かかる組電池100によれば、突起231uによってカソード側バスバ132Kを押圧する箇所を、バスバ132のアノード側バスバ132Aおよびカソード側バスバ132Kの中央部分のそれぞれ1箇所ずつとすることから、突起231uを複数備えた場合と比較して、突起231uと、バスバ132に隣接する部材(例えばサーミスタ)との干渉を避け易くすることができる。さらに、かかる組電池100によれば、突起231uを複数備えた場合と比較して、突起231uを備えた押圧部231kを湾曲させ易くすることによって、押圧部231kの破損を防止して、かつ、押圧部231kの撓み代を大きくすることができる。さらに、かかる組電池100によれば、突起231uを複数備えた場合と比較して、バスバホルダ131を成形するために必要となる樹脂の容量を減少させ、かつ、バスバホルダ131の重量も減少させることができる。さらに、かかる組電池100によれば、突起231uを複数備えた場合と比較して、バスバ132と電極タブ112をレーザ溶接するときに、突起231uとの干渉を避け易い。

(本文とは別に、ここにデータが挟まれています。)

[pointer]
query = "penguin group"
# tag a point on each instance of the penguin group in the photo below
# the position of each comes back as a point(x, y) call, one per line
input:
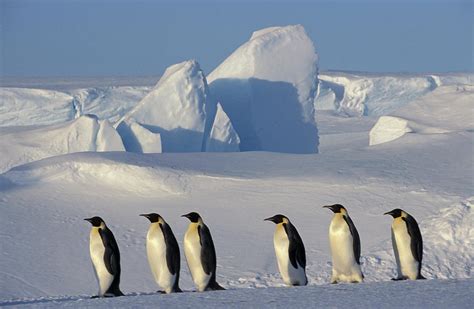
point(163, 251)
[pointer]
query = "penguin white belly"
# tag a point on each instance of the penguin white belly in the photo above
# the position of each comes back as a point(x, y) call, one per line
point(344, 265)
point(156, 252)
point(407, 266)
point(192, 251)
point(290, 275)
point(97, 251)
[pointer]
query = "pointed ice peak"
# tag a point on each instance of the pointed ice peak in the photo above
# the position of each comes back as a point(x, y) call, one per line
point(176, 109)
point(263, 31)
point(189, 68)
point(267, 87)
point(223, 137)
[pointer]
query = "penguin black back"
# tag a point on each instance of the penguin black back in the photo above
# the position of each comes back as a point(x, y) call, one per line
point(111, 257)
point(338, 208)
point(416, 240)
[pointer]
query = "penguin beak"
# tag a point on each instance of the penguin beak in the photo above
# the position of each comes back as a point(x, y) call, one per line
point(269, 219)
point(329, 207)
point(389, 213)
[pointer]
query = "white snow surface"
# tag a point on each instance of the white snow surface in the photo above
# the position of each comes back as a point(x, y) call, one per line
point(29, 106)
point(365, 94)
point(267, 87)
point(176, 108)
point(139, 139)
point(26, 144)
point(44, 257)
point(446, 109)
point(223, 137)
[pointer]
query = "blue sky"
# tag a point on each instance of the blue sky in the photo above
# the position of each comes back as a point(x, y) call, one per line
point(142, 38)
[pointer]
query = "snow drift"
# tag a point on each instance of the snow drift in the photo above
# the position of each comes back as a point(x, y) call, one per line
point(27, 106)
point(267, 87)
point(223, 137)
point(176, 108)
point(87, 133)
point(446, 109)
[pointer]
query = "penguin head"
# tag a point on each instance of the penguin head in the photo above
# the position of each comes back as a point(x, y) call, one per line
point(277, 219)
point(153, 217)
point(397, 212)
point(336, 208)
point(95, 221)
point(192, 216)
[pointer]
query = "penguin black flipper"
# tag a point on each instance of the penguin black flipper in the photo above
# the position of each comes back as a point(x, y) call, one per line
point(416, 242)
point(111, 259)
point(172, 249)
point(208, 257)
point(296, 249)
point(355, 238)
point(208, 252)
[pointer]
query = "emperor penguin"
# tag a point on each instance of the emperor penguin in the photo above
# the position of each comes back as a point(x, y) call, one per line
point(407, 245)
point(163, 253)
point(289, 250)
point(105, 257)
point(345, 247)
point(200, 254)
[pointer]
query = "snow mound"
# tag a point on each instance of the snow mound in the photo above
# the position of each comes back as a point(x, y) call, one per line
point(223, 137)
point(27, 106)
point(387, 129)
point(119, 171)
point(446, 109)
point(267, 87)
point(23, 106)
point(449, 243)
point(110, 103)
point(176, 108)
point(371, 94)
point(86, 133)
point(139, 139)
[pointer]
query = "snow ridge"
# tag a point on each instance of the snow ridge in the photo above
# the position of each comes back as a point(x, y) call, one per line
point(267, 87)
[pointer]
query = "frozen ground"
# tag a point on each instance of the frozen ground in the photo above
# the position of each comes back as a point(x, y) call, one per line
point(49, 184)
point(421, 294)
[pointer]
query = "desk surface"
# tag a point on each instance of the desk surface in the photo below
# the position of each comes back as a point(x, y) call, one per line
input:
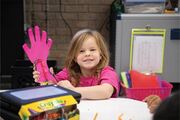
point(113, 108)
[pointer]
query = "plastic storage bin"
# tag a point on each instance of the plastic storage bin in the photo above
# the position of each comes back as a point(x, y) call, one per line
point(140, 93)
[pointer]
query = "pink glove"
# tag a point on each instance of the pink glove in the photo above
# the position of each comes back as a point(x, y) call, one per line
point(38, 53)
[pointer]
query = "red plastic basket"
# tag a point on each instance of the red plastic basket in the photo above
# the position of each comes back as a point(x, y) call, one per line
point(140, 93)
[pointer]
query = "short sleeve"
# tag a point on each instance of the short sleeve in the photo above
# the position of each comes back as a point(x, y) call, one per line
point(108, 75)
point(62, 75)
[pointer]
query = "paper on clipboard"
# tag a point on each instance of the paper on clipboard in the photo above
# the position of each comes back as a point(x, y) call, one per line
point(147, 50)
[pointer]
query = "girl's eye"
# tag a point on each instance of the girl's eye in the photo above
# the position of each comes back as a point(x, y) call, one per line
point(93, 49)
point(81, 51)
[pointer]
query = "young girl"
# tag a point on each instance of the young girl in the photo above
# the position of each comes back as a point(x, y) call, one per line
point(86, 67)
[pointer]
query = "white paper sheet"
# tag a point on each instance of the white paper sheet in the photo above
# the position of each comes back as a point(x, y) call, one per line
point(148, 53)
point(112, 108)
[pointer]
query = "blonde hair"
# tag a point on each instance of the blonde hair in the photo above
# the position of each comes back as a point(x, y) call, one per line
point(75, 45)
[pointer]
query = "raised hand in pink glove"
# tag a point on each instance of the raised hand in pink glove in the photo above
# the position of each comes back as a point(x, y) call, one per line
point(38, 53)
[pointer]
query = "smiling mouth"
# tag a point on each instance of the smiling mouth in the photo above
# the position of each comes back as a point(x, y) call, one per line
point(88, 60)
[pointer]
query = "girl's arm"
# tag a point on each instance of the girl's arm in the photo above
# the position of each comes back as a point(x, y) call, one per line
point(103, 91)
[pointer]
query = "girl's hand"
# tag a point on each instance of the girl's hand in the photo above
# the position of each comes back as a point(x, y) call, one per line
point(153, 102)
point(36, 74)
point(66, 84)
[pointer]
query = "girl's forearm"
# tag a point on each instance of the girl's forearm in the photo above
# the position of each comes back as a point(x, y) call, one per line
point(103, 91)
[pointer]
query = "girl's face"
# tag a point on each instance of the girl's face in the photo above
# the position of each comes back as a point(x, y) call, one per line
point(88, 56)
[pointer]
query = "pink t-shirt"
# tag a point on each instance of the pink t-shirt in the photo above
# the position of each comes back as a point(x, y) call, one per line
point(107, 75)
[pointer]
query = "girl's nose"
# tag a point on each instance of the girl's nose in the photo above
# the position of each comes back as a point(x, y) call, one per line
point(87, 52)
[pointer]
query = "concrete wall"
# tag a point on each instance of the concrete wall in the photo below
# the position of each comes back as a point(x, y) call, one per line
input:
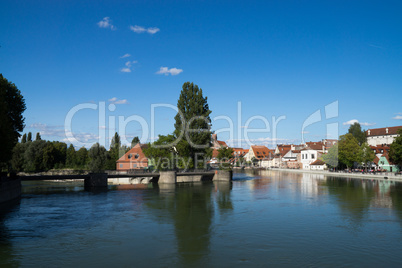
point(9, 189)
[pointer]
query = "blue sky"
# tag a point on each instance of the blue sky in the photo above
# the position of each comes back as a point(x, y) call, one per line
point(285, 59)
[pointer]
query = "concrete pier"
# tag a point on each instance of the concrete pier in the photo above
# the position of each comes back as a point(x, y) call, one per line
point(223, 175)
point(167, 177)
point(95, 181)
point(10, 188)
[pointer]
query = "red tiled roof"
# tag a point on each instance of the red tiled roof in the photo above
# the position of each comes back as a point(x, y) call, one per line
point(135, 154)
point(261, 152)
point(318, 162)
point(382, 131)
point(315, 145)
point(222, 143)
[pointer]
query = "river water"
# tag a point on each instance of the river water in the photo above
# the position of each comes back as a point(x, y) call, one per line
point(269, 218)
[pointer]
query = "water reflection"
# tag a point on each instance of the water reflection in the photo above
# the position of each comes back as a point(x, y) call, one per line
point(6, 249)
point(189, 207)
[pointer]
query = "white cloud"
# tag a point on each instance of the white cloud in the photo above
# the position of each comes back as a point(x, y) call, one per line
point(125, 70)
point(167, 71)
point(351, 122)
point(140, 29)
point(115, 100)
point(106, 23)
point(128, 64)
point(125, 56)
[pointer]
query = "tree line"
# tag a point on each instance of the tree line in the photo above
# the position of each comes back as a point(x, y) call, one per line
point(41, 155)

そのほか、本発明は、特許請求の範囲に記載された構成に基づき様々な改変が可能であり、それらについても本発明の範疇である。
たとえば、実施形態では、組電池100について、支柱部131a、補助支柱部131b、絶縁部131c、保持部131d、変形部131h、押圧部131k、およびバスホルダ側係合部131nが、一つの部品として一体に成形されたバスバホルダ131を用いる構成として説明した。しかしながら、組電池100は、このような構成に限定されることはない。たとえば、バスバホルダ131は、支柱部131a、補助支柱部131b、絶縁部131c、保持部131d、変形部131h、押圧部131k、およびバスホルダ側係合部131nのうち、いずれかの部分または全ての部分を別体の部品から構成して、別体の部品同士を接着したり嵌合させたりして一体に成形してもよい。

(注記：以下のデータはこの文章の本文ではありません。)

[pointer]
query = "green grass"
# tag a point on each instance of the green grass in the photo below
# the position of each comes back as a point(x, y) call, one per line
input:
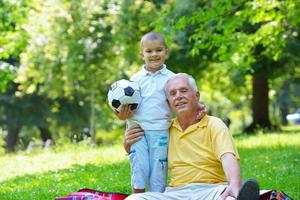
point(273, 159)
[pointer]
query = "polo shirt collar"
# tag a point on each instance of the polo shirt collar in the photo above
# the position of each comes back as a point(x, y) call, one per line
point(202, 123)
point(162, 71)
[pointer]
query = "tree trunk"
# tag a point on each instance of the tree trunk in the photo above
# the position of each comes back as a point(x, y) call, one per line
point(12, 136)
point(45, 134)
point(260, 103)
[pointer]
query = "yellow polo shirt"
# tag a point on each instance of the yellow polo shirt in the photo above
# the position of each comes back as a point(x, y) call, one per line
point(194, 154)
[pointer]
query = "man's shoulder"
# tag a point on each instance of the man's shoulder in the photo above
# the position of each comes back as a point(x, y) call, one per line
point(215, 121)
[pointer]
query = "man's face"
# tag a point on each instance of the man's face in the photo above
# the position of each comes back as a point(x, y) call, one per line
point(154, 54)
point(182, 98)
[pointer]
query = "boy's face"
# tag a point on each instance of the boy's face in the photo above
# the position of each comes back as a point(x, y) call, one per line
point(154, 54)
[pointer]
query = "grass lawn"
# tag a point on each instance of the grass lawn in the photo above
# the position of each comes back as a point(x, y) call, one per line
point(273, 159)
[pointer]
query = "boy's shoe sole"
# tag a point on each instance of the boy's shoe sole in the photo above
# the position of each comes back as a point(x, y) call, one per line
point(249, 190)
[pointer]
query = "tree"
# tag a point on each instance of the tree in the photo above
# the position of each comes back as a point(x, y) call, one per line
point(246, 38)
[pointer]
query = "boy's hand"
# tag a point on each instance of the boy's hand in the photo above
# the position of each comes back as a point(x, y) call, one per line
point(202, 111)
point(125, 112)
point(132, 135)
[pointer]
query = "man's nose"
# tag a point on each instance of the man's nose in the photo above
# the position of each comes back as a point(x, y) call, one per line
point(178, 95)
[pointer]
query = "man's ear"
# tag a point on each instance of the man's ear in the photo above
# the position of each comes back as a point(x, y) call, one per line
point(168, 54)
point(198, 95)
point(142, 55)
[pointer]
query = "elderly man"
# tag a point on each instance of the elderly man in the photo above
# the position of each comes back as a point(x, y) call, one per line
point(202, 157)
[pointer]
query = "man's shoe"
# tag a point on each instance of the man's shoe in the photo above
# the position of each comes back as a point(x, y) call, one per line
point(249, 190)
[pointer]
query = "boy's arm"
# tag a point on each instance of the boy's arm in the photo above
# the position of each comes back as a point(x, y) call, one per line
point(125, 112)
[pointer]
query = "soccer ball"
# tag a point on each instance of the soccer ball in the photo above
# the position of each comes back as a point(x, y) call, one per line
point(124, 92)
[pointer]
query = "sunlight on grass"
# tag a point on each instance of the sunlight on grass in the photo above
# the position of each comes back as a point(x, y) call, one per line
point(269, 140)
point(273, 159)
point(54, 159)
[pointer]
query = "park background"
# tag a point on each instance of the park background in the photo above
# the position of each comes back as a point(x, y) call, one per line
point(59, 57)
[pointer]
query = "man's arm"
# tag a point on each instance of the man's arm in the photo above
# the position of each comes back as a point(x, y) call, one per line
point(232, 171)
point(132, 135)
point(125, 112)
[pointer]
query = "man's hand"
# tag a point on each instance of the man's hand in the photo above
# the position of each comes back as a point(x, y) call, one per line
point(202, 111)
point(233, 174)
point(125, 112)
point(132, 135)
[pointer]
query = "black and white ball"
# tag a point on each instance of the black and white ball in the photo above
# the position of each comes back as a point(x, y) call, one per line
point(124, 92)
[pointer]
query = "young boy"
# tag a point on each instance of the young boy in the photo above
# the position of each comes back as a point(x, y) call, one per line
point(148, 156)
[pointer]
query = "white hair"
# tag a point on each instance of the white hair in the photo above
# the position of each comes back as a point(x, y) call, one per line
point(191, 80)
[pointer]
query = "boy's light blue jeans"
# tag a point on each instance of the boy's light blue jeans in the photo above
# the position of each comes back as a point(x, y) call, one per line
point(148, 161)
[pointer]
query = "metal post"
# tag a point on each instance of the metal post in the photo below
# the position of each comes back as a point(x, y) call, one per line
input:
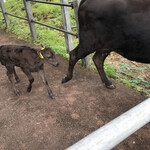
point(67, 25)
point(86, 61)
point(30, 18)
point(4, 13)
point(117, 130)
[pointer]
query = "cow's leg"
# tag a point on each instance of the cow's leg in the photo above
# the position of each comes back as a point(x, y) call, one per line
point(72, 61)
point(42, 75)
point(30, 77)
point(16, 76)
point(99, 59)
point(10, 77)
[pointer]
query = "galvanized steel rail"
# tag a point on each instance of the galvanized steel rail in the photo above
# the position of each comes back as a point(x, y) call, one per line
point(117, 130)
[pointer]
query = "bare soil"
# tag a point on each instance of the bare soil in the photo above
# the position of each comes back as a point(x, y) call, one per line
point(33, 121)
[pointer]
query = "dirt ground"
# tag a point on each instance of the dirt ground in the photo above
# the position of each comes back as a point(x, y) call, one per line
point(33, 121)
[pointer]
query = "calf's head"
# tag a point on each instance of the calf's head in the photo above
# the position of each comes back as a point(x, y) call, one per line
point(49, 55)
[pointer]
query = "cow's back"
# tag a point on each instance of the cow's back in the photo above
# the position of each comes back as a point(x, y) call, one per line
point(120, 25)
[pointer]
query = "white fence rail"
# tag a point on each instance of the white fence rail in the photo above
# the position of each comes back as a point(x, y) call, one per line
point(117, 130)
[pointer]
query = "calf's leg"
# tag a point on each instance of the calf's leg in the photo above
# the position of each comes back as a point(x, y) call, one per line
point(10, 72)
point(99, 59)
point(42, 75)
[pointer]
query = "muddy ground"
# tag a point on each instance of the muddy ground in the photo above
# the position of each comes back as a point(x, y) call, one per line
point(33, 121)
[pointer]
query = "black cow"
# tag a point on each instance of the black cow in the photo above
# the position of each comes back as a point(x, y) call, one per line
point(122, 26)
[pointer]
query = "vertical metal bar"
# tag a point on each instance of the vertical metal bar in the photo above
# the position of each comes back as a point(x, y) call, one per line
point(67, 25)
point(2, 5)
point(117, 130)
point(30, 18)
point(86, 62)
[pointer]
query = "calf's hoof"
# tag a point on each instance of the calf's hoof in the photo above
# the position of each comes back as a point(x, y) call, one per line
point(29, 89)
point(52, 97)
point(66, 79)
point(17, 80)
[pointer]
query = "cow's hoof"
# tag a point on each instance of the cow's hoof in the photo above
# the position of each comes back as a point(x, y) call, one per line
point(66, 79)
point(111, 86)
point(17, 92)
point(17, 80)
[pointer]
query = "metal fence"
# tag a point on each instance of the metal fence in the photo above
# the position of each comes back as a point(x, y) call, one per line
point(64, 4)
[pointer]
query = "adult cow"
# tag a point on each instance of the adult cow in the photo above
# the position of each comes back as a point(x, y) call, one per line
point(122, 26)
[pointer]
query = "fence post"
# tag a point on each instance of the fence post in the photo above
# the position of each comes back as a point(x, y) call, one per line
point(85, 61)
point(4, 13)
point(30, 18)
point(67, 25)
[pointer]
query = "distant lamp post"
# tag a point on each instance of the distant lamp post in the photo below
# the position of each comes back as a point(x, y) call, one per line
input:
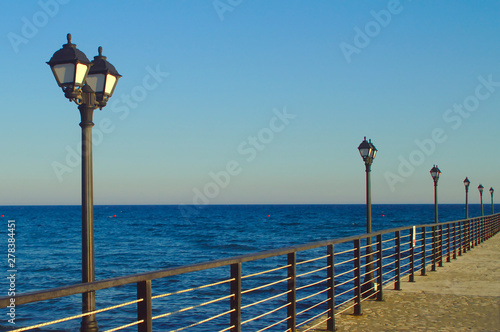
point(481, 188)
point(492, 205)
point(368, 151)
point(435, 173)
point(466, 183)
point(89, 85)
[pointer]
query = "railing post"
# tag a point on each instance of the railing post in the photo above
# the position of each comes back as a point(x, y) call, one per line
point(468, 237)
point(357, 277)
point(422, 271)
point(235, 302)
point(477, 231)
point(292, 292)
point(144, 308)
point(461, 226)
point(331, 287)
point(397, 258)
point(474, 233)
point(483, 236)
point(454, 240)
point(380, 281)
point(440, 240)
point(448, 252)
point(412, 254)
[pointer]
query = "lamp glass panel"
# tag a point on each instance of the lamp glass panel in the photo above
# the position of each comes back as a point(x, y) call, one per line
point(110, 84)
point(81, 71)
point(64, 73)
point(96, 82)
point(364, 152)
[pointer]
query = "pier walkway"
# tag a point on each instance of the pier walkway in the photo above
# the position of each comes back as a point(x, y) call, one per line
point(463, 295)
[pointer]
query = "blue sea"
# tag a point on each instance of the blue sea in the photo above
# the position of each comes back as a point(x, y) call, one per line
point(133, 239)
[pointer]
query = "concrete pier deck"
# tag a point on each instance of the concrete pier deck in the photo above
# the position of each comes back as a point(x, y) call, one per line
point(463, 295)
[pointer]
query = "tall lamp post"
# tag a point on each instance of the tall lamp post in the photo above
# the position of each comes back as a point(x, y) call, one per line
point(466, 183)
point(492, 205)
point(435, 173)
point(368, 151)
point(89, 85)
point(481, 188)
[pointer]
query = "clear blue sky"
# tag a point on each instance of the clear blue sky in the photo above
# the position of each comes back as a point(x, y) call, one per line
point(255, 101)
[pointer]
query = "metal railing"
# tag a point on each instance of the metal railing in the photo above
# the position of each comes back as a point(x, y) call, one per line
point(285, 289)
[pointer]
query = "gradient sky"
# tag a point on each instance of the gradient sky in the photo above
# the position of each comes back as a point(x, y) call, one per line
point(239, 101)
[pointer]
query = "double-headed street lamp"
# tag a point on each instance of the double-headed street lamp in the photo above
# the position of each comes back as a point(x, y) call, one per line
point(481, 188)
point(368, 151)
point(492, 205)
point(89, 85)
point(466, 183)
point(435, 173)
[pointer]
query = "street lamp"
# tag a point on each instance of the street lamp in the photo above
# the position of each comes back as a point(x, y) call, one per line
point(89, 85)
point(368, 151)
point(481, 188)
point(492, 206)
point(435, 172)
point(466, 183)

また、実施形態では、組電池100について、弾性変形可能な変形部131hを用いて、電極タブ112に向けて押圧部131kを移動させる方向の弾発力を押圧部131kに加える構成として説明した。しかしながら、組電池100は、このような構成に限定されることはない。たとえば、組電池100は、変形部131hに替えて、バネを用いる構成としてもよい、バネには、一例として、弾性変形可能なコイルバネを適用することができる。

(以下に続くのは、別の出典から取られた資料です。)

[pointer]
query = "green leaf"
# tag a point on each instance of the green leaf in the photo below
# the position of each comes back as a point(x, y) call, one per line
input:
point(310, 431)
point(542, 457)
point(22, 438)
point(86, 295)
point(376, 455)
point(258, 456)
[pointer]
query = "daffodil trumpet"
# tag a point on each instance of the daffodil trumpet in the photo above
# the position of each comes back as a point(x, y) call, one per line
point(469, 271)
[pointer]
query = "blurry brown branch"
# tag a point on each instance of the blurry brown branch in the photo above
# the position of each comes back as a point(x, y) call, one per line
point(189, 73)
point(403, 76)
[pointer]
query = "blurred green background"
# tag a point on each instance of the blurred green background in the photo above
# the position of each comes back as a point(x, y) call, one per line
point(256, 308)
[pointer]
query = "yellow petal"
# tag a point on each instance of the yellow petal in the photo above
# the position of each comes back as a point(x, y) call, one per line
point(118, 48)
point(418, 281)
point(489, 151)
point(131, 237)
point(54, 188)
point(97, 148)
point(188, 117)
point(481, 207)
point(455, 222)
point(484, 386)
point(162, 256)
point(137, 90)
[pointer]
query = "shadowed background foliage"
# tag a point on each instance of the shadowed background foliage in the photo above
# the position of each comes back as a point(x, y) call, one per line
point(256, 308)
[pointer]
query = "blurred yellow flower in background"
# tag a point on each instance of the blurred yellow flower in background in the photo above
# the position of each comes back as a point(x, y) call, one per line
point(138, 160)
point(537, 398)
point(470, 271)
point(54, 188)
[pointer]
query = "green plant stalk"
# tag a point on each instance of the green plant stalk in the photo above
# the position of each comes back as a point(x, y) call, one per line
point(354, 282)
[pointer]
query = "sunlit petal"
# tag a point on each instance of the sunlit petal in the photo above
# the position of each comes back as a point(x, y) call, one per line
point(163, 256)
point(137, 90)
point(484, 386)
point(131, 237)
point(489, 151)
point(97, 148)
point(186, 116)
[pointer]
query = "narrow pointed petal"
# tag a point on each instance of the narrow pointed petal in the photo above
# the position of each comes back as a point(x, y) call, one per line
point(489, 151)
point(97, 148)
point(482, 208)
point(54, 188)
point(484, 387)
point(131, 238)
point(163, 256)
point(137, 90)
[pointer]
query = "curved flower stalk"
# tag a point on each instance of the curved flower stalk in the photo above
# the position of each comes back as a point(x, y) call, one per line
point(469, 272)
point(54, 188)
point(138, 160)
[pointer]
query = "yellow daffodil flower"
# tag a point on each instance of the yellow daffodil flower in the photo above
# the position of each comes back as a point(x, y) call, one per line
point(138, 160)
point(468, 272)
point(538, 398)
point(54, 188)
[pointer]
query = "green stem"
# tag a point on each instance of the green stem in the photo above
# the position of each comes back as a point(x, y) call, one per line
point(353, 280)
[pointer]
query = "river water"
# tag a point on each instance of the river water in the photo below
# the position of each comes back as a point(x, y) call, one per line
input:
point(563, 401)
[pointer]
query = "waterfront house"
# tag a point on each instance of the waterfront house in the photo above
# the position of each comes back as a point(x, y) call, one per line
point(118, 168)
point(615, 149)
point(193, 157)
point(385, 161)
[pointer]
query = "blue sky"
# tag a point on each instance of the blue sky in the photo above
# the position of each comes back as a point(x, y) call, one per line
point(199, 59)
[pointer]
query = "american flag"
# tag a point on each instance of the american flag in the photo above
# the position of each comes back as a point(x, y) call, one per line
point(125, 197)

また、実施形態では、組電池100について、連結部(第1連結部141、第2連結部142、第3連結部143)を用いて、第1スペーサ114に対してバスバホルダ131を連結する構成として説明した。しかしながら、組電池100は、このような構成に限定されることはない。たとえば、組電池100は、連結部(第1連結部141、第2連結部142、第3連結部143)を用いることなく、治具を用いて第1スペーサ114に対してバスバホルダ131に押し付けて保持する構成としたり、接着剤を用いて第1スペーサ114に対してバスバホルダ131を接着する構成としたりしてもよい。また、組電池100は、連結部(第1連結部141、第2連結部142、第3連結部143)のうち、第2連結部142と第3連結部143の中間に位置する、第1連結部141を省略してもよい。